I always go for what I want.
If it doesn't pan out I move on. Billions of women in the world. Never forget it.


----------



## MaxPower (May 1, 2012)

Just one. Painful.


----------



## ravens (Aug 31, 2011)

5. 2 in elementary school, 1 in middle school, and 2 in high school.


----------



## Freiheit (Dec 8, 2008)

In high school I had only one serious crush which I still haven't gotten over, and 2 other minor middle school crushes which did not mean much to me at all and were short lived.


----------



## Marakunda (Jun 7, 2011)

Just one.


----------



## Elad (Dec 6, 2009)

Probably about 2 actual crushes and they were a long time a go, I dont get them anymore.. I just find some people more interesting but thats it.


----------



## Ironpain (Aug 8, 2010)

Hmm let me see, not counting celebrity crushes.

3rd grade- Samantha 
6th grade- Lindsay B
9th grade Sarah
for the rest of the year Shannon
but none of them ever had my heart like my girlfriend Lindsay T she is the biggest crush I have ever had, I had a crush on her long before we got together and well it turned out she also harbored a pretty big crush on me.


----------



## enzo (May 30, 2011)

2, real ones. (About 3 others that I just really wanted to get to know.) One was online, but I include it. The first lasted about 4 months. It was the most horrible and sickening feeling I've known. It hurt. Sat next to her for a semester and didn't say a word. Even though I've known her for about 20 years, never had an actual conversation with her. I'm only now considering whether or not I can actually list it as a crush. The other was online. On and off for about 3 years. Told her _everything_, like a complete idiot. Last I heard she's getting married. I shrugged it off.
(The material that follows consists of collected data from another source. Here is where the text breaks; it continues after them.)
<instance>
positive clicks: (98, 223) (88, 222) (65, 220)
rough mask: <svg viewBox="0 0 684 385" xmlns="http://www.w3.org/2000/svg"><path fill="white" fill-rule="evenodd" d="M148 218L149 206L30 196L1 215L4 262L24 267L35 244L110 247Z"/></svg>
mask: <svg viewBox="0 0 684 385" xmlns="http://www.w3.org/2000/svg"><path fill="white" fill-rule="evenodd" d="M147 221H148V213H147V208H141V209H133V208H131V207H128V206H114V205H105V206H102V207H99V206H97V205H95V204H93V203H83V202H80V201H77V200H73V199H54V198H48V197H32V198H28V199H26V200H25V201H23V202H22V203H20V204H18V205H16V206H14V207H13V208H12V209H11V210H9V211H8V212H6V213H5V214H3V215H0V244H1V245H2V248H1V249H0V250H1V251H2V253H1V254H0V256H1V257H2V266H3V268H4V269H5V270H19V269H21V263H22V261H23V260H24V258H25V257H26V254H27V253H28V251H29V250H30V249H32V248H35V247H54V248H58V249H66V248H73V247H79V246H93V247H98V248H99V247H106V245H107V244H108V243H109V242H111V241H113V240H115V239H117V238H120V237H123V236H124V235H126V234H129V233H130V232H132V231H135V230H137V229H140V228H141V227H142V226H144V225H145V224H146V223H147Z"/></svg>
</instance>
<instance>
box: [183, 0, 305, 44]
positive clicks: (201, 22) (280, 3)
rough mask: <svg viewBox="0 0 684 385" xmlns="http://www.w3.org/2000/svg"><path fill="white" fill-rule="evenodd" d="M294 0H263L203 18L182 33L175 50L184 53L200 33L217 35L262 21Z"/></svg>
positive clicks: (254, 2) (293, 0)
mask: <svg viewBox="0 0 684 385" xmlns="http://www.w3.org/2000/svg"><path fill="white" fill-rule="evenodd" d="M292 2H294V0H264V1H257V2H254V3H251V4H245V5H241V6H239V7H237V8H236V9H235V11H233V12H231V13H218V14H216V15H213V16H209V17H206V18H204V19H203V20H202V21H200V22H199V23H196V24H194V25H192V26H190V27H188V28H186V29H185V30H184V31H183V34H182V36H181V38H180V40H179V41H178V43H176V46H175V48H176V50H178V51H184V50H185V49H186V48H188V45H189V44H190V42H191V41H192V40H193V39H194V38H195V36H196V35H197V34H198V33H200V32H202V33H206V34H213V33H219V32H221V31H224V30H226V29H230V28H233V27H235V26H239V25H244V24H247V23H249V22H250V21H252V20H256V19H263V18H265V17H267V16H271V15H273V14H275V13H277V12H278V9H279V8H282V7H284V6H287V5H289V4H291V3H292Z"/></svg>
I crush very easily and have always kept a distance as a result.


----------



## socialanxietydisable (May 1, 2011)

Okay, I see.


----------



## Queen of Spades (Mar 17, 2012)

5 out of which 3 are celebrities.


----------



## Furious Ming (Dec 13, 2011)

3 serious ones and a few small ones.


----------



## visualkeirockstar (Aug 5, 2012)

1, 22


----------



## socialanxietydisable (May 1, 2011)

Ok, I see.


----------



## MiMiK (Aug 25, 2011)

2. one in middle school witch she became my best friend in high school. i was sent to another high school [was getting into trouble] and thats where i crushed on this girl HARD. not sure if crush is the right word though, infatuation seems about right lol.
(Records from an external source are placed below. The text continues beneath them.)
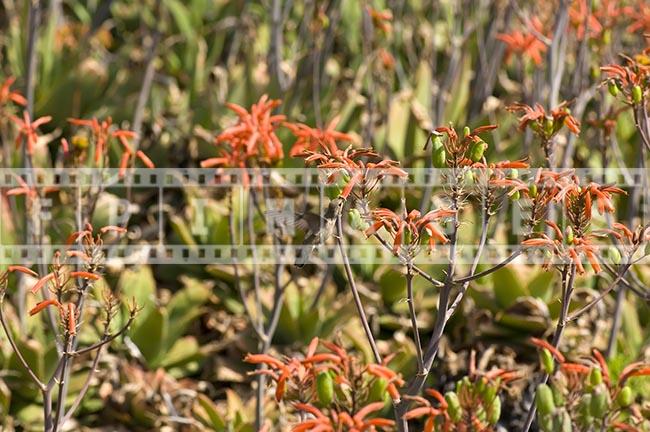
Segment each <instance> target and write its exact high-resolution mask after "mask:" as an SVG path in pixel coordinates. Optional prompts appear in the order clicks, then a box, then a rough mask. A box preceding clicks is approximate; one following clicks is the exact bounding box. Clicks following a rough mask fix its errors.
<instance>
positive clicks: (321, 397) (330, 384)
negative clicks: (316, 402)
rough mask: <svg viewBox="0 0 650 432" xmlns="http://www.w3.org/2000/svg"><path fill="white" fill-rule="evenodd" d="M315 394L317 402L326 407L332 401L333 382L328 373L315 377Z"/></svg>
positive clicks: (332, 391) (322, 374) (331, 378)
mask: <svg viewBox="0 0 650 432" xmlns="http://www.w3.org/2000/svg"><path fill="white" fill-rule="evenodd" d="M316 392H317V394H318V401H319V402H320V403H321V404H323V405H324V406H328V405H329V404H331V403H332V401H333V400H334V381H333V380H332V375H330V374H329V372H321V373H319V374H318V376H317V377H316Z"/></svg>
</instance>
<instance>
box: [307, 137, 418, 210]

the really messed up thing is, i am pretty sure i had a chance for a relationship to evolve with both awesome ladies but because of my SA.....


----------



## ShadyGFX (Jul 18, 2012)

I have a new one everyday lol


----------



## anonymid (Oct 16, 2005)

Maybe half a dozen major ones.


----------



## shelbster18 (Oct 8, 2011)

I think I had like 10 or more crushes. The more I think about it, the more crushes I remember having. I had a crush on two girls in 12th grade and my teacher in 12th grade. lol


----------



## Sabreena (Feb 17, 2012)

17. There were probably more, but I can't remember all of them. 
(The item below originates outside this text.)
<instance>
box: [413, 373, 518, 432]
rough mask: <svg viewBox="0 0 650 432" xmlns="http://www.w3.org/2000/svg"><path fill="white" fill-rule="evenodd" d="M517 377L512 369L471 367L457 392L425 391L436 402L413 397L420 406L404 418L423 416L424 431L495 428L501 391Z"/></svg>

Wow, compared to most people in this thread, that's a pretty high number. And I'm only in 11th grade.


----------



## roseblood (Mar 1, 2010)

Crushes? Whoa, i don't even remember! Just counting since high school, around 12.


----------



## RelinquishedHell (Apr 10, 2012)

About 3 or so. 1 major one that took me awhile to get over.


----------



## Suffer Little Children (Sep 13, 2012)

I can only think of three in my middle school years. I don't think I've had a crush since then.


----------



## Charmander (Sep 5, 2012)

2 strong ones. The others don't really count.


----------



## Loveless (Apr 6, 2012)

Hundreds upon hundreds.


----------



## SnowFlakesFire (Aug 23, 2012)

In real life: Since first grade 6 and with 3 of them I dated/had a relationship

Internet: 4

I guess 10 over all.


----------



## max87 (Aug 7, 2010)

In real life... like 3. I can recall Edna (she hated me), Anita (didn't even knew i existed) and Camilla (only met her through facebook). 
Pretty patetic isn't it? :stu


----------



## JGreenwood (Jan 28, 2011)

shelbster18 said:


> I think I had like 10 or more crushes. The more I think about it, the more crushes I remember having. I had a crush on two girls in 12th grade and my teacher in 12th grade. lol


And of course More recently there is the crush you have on me.


----------



## Haunty (Oct 24, 2008)

4 serious ones that felt especially strong. 3 of which started in Jr. High, actually the first day of Jr. High I had my first crush. School was a lot easier before I started liking girls. My 4th crush was a gal I worked with a decade ago.


----------



## atlex (Jul 23, 2012)

1.


----------



## asw12345 (Aug 8, 2012)

probably around four major crushes


----------



## applesauce5482 (Apr 26, 2012)

about 3


----------